Use Google Sheets AI to Track Load Margin
What This Does
Google Sheets' AI formula assistant helps you build margin tracking formulas for your load data — so you can see at a glance which lanes are profitable, flag loads below your margin target, and spot patterns without needing to know Excel or Sheets formulas.
Before You Start
- You have a Google account (free)
- You have load data you want to track (even a simple list is fine)
- Time needed: 15 minutes to set up; ongoing use takes seconds
- Cost: Free
Steps
1. Open a new Google Sheet
Go to sheets.google.com and create a blank spreadsheet. Set up these column headers in row 1:
- A: Load # | B: Shipper Rate | C: Carrier Rate | D: Fuel Surcharge | E: Gross Margin $ | F: Gross Margin % | G: Flag
2. Find the AI formula feature
Click on cell E2 (where you want your first margin calculation). Look for the small "=" or sparkle icon in the formula bar, or go to Insert → Help me create formulas (if you have Gemini in Sheets enabled).
3. Ask it to write the formula
In the Gemini/Help me write box, type: "Calculate gross margin by subtracting carrier rate and fuel surcharge from shipper rate. Put the result in column E."
Or just type in the formula bar: =B2-C2-D2 — this gives you gross margin dollars. For margin percentage, click F2 and type: =(B2-C2-D2)/B2*100
4. Build the flag column
Click on G2 and use the Gemini prompt: "Flag this load as 'Below Target' if the margin percentage in F2 is less than 15, otherwise show 'OK'."
Gemini will write: =IF(F2<15,"Below Target","OK") — you can adjust the 15% threshold to whatever your floor is.
5. Copy formulas down
Select E2:G2, then drag the corner down to cover all your load rows. Every load you enter will now auto-calculate.
Real Example
Scenario: You've been manually checking margin on 30 loads a week in your head. Some days you're not sure if you're hitting your targets.
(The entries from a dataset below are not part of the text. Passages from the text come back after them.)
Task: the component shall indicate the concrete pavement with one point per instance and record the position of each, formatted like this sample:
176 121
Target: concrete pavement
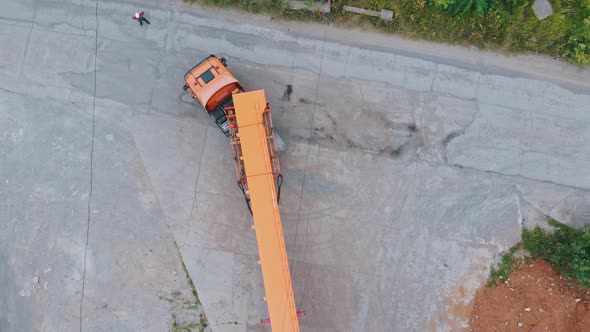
409 166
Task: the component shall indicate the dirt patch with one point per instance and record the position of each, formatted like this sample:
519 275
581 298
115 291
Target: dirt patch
534 298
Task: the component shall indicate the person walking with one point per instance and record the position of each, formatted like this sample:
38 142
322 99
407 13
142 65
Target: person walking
139 17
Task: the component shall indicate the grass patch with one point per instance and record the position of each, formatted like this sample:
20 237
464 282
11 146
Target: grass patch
507 25
189 280
567 249
508 263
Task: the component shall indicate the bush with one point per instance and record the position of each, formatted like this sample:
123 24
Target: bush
568 249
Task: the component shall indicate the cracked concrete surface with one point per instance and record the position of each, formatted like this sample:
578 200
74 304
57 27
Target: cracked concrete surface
409 166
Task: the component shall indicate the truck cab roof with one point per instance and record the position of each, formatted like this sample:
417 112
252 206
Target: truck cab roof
211 83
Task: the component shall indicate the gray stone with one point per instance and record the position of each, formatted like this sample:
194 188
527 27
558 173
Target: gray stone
409 166
542 9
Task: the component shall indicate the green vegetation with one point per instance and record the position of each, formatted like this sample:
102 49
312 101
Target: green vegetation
189 280
508 263
508 25
568 249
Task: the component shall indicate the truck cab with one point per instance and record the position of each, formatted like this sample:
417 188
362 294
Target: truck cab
212 85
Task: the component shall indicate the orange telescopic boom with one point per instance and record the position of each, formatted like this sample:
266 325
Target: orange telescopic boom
258 170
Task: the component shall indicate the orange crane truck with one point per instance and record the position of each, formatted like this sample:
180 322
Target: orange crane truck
245 118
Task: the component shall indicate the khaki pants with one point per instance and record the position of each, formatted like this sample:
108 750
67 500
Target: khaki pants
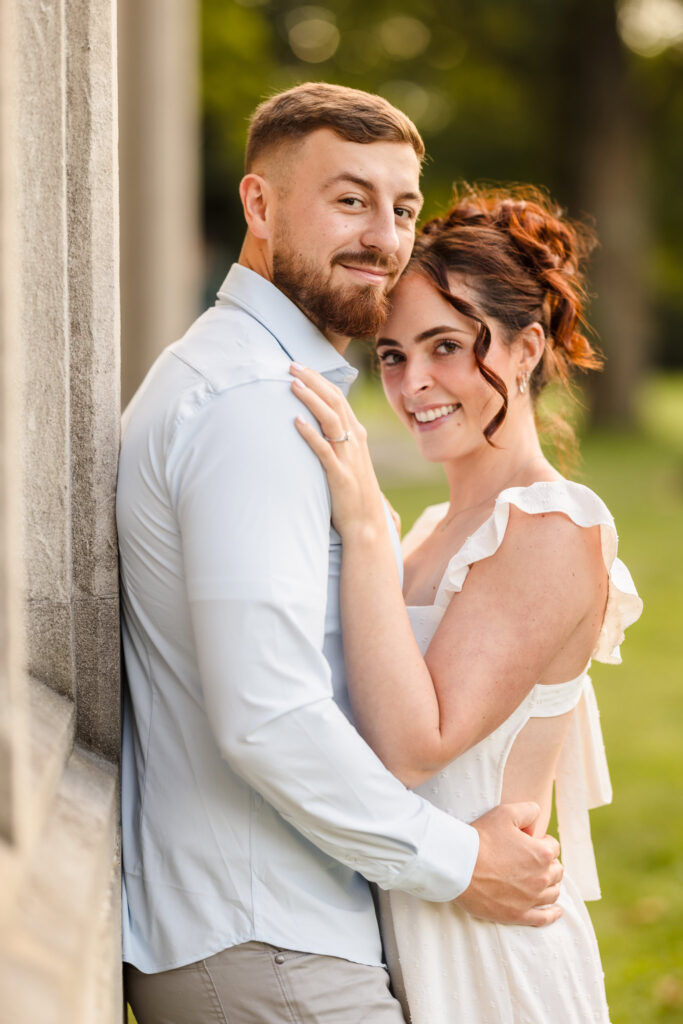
255 983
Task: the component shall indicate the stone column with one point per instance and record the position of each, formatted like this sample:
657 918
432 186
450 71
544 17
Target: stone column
160 146
59 902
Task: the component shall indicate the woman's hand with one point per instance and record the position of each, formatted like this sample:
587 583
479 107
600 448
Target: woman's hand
356 499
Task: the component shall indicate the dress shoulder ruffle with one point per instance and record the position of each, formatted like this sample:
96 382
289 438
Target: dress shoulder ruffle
585 508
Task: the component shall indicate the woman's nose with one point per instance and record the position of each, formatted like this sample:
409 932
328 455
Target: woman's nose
416 379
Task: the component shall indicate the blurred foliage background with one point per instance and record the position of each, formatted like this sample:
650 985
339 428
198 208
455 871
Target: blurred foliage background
586 98
582 96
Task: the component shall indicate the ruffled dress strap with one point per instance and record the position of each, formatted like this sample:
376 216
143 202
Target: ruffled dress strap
583 778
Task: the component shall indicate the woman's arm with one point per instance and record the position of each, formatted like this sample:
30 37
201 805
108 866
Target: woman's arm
497 639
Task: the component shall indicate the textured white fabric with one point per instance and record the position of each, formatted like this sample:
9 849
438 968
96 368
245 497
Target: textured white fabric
451 967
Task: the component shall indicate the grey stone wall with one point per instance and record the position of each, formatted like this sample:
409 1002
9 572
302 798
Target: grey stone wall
59 693
160 147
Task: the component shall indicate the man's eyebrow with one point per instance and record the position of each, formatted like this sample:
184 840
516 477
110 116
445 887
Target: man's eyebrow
355 179
424 335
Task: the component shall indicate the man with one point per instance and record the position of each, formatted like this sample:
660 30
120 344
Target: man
253 812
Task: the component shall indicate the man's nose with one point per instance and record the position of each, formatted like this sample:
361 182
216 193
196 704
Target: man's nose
380 232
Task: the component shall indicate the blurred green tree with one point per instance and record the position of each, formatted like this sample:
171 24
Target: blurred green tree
582 96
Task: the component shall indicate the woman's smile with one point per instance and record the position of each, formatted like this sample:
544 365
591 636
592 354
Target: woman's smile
432 417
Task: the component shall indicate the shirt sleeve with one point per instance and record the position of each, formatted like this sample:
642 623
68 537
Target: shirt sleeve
253 509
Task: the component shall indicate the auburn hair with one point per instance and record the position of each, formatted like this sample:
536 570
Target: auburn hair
524 260
356 116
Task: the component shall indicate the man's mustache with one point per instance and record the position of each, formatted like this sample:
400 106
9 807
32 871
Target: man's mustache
378 261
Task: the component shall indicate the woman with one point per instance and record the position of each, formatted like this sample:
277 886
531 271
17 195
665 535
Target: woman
472 684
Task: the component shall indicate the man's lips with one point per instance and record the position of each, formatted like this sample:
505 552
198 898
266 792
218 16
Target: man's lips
374 275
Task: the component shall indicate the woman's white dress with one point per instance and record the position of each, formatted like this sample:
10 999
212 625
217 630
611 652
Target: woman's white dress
446 967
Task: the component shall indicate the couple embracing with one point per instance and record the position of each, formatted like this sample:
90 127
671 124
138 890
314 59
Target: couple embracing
272 767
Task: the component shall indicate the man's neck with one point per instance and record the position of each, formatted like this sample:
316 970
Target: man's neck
255 258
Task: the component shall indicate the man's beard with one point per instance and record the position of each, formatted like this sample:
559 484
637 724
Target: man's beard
354 311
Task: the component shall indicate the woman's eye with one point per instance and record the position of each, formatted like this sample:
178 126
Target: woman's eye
446 346
390 358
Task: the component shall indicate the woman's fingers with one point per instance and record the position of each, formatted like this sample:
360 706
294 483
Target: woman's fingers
325 389
331 422
323 449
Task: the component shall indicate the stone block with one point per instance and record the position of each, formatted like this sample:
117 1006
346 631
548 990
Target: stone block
97 671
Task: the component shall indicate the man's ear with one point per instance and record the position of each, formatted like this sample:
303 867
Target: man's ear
257 197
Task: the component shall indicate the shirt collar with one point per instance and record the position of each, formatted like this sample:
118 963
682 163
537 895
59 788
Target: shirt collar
299 338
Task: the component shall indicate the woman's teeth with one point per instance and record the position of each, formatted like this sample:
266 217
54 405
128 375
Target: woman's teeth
427 415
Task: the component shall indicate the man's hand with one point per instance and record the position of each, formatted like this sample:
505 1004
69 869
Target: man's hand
516 879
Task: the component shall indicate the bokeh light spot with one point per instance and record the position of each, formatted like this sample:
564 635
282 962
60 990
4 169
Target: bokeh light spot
312 34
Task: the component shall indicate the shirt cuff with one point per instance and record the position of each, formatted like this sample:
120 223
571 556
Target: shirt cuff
443 866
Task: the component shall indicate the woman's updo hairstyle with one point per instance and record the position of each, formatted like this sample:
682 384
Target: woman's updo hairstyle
523 259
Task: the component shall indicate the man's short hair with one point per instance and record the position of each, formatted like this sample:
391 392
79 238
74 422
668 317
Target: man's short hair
356 116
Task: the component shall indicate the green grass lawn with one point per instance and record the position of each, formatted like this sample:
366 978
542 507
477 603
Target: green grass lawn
639 838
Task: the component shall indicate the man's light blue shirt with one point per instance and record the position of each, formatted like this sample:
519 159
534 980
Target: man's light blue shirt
252 809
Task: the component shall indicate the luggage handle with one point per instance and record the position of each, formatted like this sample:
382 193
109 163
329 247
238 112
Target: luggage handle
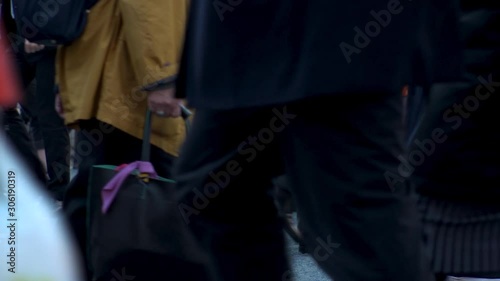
146 140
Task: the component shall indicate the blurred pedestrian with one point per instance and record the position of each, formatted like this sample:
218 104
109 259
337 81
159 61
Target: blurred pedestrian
124 63
312 89
459 178
51 138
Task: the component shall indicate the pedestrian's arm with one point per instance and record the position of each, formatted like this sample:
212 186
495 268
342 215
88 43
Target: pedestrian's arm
154 34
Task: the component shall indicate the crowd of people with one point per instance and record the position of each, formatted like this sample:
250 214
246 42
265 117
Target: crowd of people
306 94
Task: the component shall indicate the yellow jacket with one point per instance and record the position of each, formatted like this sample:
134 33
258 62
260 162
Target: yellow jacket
126 46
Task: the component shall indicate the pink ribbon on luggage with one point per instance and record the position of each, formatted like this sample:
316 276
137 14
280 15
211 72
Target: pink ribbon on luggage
109 191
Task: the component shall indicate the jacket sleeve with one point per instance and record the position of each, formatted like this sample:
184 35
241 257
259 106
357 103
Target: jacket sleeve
154 35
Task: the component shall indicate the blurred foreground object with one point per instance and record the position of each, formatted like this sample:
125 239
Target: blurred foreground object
34 243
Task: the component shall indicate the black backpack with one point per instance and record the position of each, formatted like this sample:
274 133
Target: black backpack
51 22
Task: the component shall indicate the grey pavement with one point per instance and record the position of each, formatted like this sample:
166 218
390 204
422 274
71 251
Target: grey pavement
303 266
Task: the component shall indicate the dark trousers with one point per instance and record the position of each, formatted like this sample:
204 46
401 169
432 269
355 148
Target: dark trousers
336 152
48 129
99 143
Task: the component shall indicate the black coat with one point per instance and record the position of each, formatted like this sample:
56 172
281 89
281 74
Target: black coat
466 166
259 52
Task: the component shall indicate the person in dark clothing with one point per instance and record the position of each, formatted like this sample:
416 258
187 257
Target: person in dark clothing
35 62
311 89
459 178
14 125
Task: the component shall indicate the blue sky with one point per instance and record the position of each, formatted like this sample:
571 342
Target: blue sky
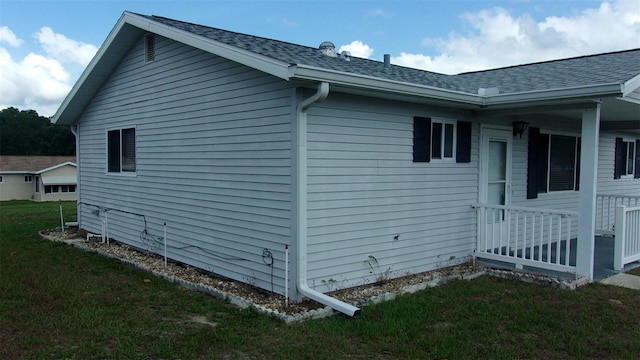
45 45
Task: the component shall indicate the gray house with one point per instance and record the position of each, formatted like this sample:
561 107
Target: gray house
301 170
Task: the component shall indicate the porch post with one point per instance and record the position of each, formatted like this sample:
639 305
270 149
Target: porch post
587 194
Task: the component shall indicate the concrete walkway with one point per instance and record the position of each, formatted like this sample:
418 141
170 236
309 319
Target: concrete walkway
624 280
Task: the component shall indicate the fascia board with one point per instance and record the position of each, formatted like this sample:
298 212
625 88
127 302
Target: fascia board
265 64
551 95
56 167
631 85
301 72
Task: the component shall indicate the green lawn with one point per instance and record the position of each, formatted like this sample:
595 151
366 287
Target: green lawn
59 302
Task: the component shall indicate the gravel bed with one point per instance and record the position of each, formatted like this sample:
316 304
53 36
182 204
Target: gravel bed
245 295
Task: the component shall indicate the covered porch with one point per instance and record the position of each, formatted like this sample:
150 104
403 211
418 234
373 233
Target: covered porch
545 241
593 235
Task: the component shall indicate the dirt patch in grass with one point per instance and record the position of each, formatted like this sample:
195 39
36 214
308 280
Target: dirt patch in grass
635 271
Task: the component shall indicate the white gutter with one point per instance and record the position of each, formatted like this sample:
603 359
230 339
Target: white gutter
301 198
74 130
304 72
555 95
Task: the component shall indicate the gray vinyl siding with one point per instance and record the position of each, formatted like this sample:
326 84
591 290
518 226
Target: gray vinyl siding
364 189
213 155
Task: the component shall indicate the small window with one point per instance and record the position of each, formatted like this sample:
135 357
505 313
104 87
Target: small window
51 189
627 158
149 47
553 163
447 140
121 151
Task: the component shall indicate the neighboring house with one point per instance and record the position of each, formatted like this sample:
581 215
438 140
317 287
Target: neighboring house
38 178
252 151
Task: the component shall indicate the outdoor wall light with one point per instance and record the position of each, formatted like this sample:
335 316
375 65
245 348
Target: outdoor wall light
519 127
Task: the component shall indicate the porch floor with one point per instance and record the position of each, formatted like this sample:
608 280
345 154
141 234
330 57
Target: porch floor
602 262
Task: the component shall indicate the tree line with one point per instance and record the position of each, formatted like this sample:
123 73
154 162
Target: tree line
24 132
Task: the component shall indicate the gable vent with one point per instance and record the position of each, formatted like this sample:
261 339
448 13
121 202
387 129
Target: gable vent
327 48
149 47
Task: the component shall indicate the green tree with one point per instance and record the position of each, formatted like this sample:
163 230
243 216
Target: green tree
27 133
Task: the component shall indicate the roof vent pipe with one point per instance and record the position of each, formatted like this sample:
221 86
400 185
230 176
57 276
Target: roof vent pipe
327 48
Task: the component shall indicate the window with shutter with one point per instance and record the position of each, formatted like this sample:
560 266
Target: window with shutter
121 150
627 159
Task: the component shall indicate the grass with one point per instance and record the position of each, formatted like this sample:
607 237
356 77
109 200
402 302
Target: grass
57 301
635 271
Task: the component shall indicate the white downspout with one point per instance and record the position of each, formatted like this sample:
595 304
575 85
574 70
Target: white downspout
74 131
301 198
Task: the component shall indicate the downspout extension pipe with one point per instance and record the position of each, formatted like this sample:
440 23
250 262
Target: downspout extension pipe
74 130
301 231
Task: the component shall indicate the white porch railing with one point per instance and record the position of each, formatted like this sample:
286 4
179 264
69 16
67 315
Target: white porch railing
627 236
606 211
524 236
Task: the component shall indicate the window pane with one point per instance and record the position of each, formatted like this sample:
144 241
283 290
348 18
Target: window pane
114 151
562 163
448 140
436 141
630 157
129 150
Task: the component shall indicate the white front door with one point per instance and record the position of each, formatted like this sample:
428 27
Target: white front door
495 175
What you set up: Column B = what the shipper pays you. Column C = what you pay the carrier. Column D = fuel surcharge you collected minus what you paid out. Column E auto-calculates your dollar margin. Column F shows the percentage. Column G flags anything under 15%.
What you get: A running load log where below-target loads show up in red (use Format → Conditional Formatting → if G says "Below Target" → fill red). At the end of the week, sort by margin % to see which lanes are your best and worst performers.
Tips
- Ask Gemini to "add a row at the bottom that totals my weekly margin and shows average margin percentage" to get a summary view
- Add a "Lane" column (Chicago-Dallas, etc.) and ask Gemini for a formula that calculates average margin per unique lane — powerful for knowing where to focus
- Keep this sheet simple — the goal is visibility, not a full TMS replacement
Tool interfaces change — if a button has moved, look for similar AI/magic/smart options in the same menu area.